De rechtbank stelt voorop dat de ISD-maatregel strekt tot beveiliging van de maatschappij en de beëindiging van de recidive van de verdachte. De rechtbank constateert dat de verdachte steeds weer overlast en schade veroorzaakt. Het opleggen van (voorwaardelijke en onvoorwaardelijke) gevangenisstraffen heeft niet geleid tot gedragsverandering bij de verdachte. Bovendien hebben eerdere interventies geen effect gehad op de recidive van de verdachte.

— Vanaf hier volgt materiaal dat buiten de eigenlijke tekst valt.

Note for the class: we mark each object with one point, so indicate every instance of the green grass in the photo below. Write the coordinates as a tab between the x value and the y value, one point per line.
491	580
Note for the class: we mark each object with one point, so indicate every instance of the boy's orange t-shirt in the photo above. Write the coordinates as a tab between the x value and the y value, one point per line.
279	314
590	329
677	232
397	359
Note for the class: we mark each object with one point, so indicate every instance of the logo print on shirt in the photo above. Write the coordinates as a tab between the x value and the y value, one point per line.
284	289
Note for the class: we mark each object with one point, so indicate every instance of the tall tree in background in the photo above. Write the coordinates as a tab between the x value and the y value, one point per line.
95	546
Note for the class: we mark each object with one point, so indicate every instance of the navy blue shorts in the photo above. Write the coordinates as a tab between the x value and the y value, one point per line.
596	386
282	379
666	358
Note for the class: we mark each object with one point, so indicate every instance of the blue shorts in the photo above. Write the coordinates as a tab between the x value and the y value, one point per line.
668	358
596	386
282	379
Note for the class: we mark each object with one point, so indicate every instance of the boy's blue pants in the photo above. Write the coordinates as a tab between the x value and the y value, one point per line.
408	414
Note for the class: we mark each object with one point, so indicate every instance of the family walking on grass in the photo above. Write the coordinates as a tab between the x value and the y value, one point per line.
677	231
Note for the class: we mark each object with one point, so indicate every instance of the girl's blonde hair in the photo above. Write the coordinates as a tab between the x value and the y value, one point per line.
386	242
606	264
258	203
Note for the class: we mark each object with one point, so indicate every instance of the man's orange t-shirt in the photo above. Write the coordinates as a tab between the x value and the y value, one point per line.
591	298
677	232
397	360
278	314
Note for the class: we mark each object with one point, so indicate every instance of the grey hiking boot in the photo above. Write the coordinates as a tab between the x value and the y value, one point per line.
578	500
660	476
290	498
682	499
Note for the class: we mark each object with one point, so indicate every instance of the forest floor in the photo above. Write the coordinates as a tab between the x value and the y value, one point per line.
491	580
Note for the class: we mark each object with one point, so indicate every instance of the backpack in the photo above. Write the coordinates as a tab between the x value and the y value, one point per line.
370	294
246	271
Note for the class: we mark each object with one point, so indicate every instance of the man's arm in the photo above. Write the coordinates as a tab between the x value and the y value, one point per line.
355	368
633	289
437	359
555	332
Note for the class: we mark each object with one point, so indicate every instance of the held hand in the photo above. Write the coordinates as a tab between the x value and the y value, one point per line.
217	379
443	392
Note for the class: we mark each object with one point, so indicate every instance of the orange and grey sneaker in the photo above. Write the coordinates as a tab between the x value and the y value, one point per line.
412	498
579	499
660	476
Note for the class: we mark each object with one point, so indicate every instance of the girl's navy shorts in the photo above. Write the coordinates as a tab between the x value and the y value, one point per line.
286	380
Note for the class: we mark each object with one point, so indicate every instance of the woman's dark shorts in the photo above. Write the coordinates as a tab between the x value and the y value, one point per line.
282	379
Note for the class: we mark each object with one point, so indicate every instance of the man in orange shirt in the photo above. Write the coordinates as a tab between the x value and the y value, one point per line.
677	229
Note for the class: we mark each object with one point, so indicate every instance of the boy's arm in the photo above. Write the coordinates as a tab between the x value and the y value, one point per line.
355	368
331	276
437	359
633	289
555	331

De rechtbank overweegt dat het voor de veiligheid van personen of goederen dan ook noodzakelijk is om een onvoorwaardelijke ISD-maatregel op te leggen. De rechtbank ziet geen andere mogelijkheid om de overlast en recidive te voorkomen. Een voorwaardelijke straf of maatregel met reclasseringstoezicht zal daarvoor onvoldoende waarborgen bieden, mede gelet op de verblijfstatus van de verdachte. De verdachte kan geen aanspraak maken op sociale voorzieningen in Nederland, terwijl de reclassering in de uitvoering van toezicht juist van die voorzieningen afhankelijk is.
De rechtbank zal, alles afwegende, aan de verdachte dan ook een onvoorwaardelijke ISD-maatregel voor de duur van twee jaar opleggen.
Voorlopige hechtenis
De rechtbank zal, gelet op het voorgaande, het verzoek van de raadsman tot opheffing van het bevel tot voorlopige hechtenis afwijzen.